Из которой читатель узнает о том, как смышленая обезьяна распознала оборотня и как в бору Черных сосен ученики искали своего наставника 10 страница



Итак, сам правитель страны бикшу, все его придворные чины, а также жители столицы провожали Танского монаха и его спутников целых двадцать ли и никак не могли расстаться с ними. Танскому монаху едва удалось покинуть царскую колесницу. Оседлав коня, он тут же распростился со всеми и пустился в путь‑дорогу. Долго еще смотрели вслед путникам провожающие и вернулись в город лишь тогда, когда те исчезли из виду. Прошло много времени, лютая зима сменилась весной, и уже близилось лето, а путники все шли и шли, и не было ни конца ни края полевым цветам в степных просторах, дремучим лесам в неприступных горах. Волшебница‑природа поражала своей красотой и пьянила ароматом цветов и трав. Но вот впереди показался огромный горный кряж с неприступными вершинами. Танский монах встревожился, однако не подал вида и спокойно спросил:

– Братья! Что скажете?

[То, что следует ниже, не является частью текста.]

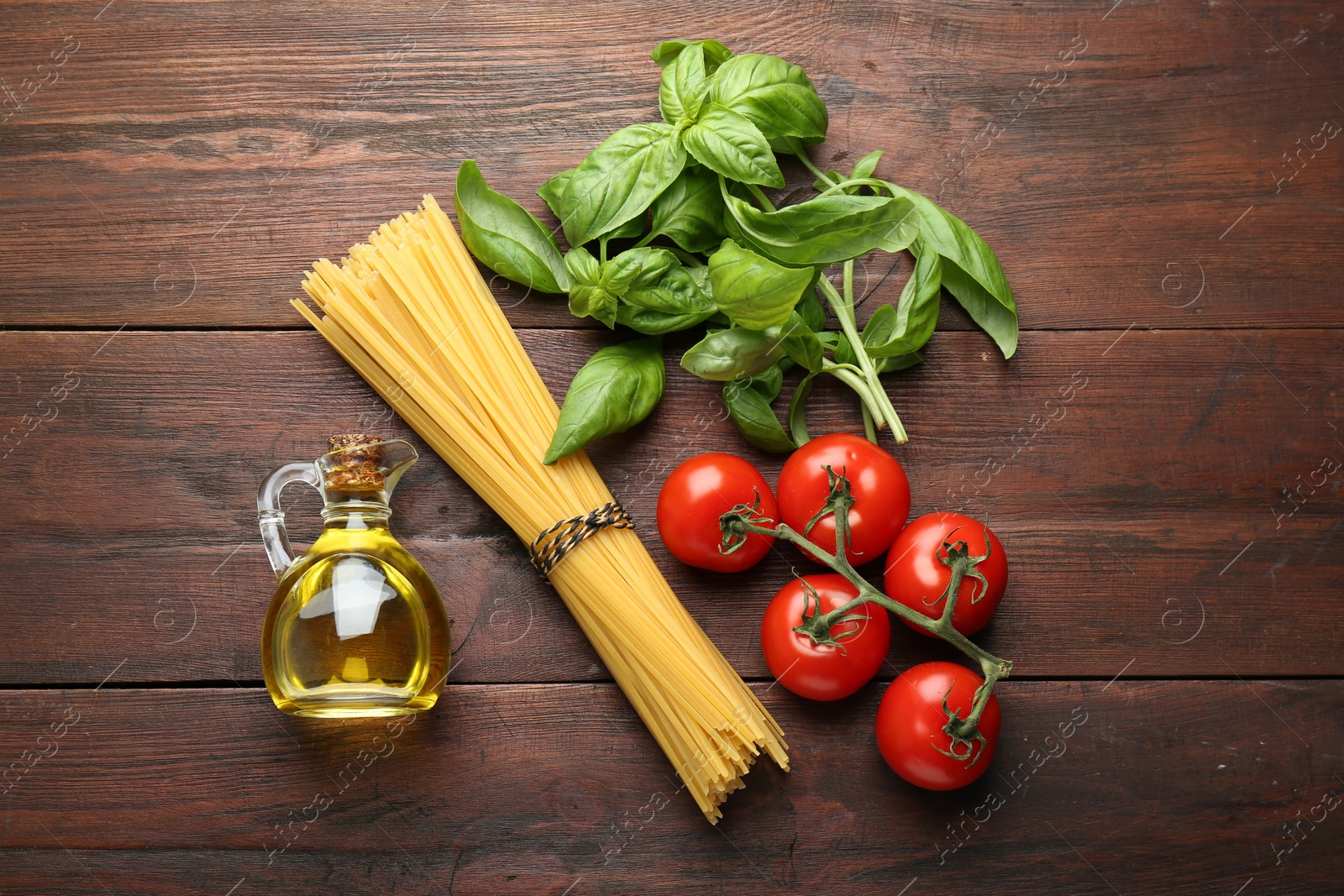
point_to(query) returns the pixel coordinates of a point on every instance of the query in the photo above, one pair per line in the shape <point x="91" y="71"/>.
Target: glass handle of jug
<point x="272" y="517"/>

Можно пройти через эту высокую гору?

Сунь У‑кун, как обычно, рассмеялся.

– Наставник! – проговорил он. – Можно подумать, что ты никогда не отправлялся в далекое путешествие. Да разве ты княжич или царевич какой, что живет взаперти и ничего не видит, вроде лягушки, попавшей в колодец. Ведь еще в древности говорили: «Гора дороге не помеха». Зачем же спрашивать, можно пройти или нет.

– Все это верно, – отвечал Танский монах, – боюсь только, что на этих кручах водятся чудовища, которые могут напасть на нас.

– Не беспокойся! – вмешался Чжу Ба‑цзе. – Отсюда до страны высшего блаженства, где обитает Будда, не так уж далеко. Уверен, что теперь с нами ничего не случится.

Беседуя, Танский монах и его ученики не заметили, как подошли к подножию горы. Сунь У‑кун вооружился своим посохом с золотыми обручами и поднялся на вершину горы.

– Наставник! – крикнул он. – Здесь, оказывается, прекрасная дорога! Она опоясывает горы. Живей поднимайтесь сюда!

Танский монах пришпорил коня.

– Брат Чжу Ба‑цзе! Возьми коромысло с поклажей, – попросил Ша‑сэн.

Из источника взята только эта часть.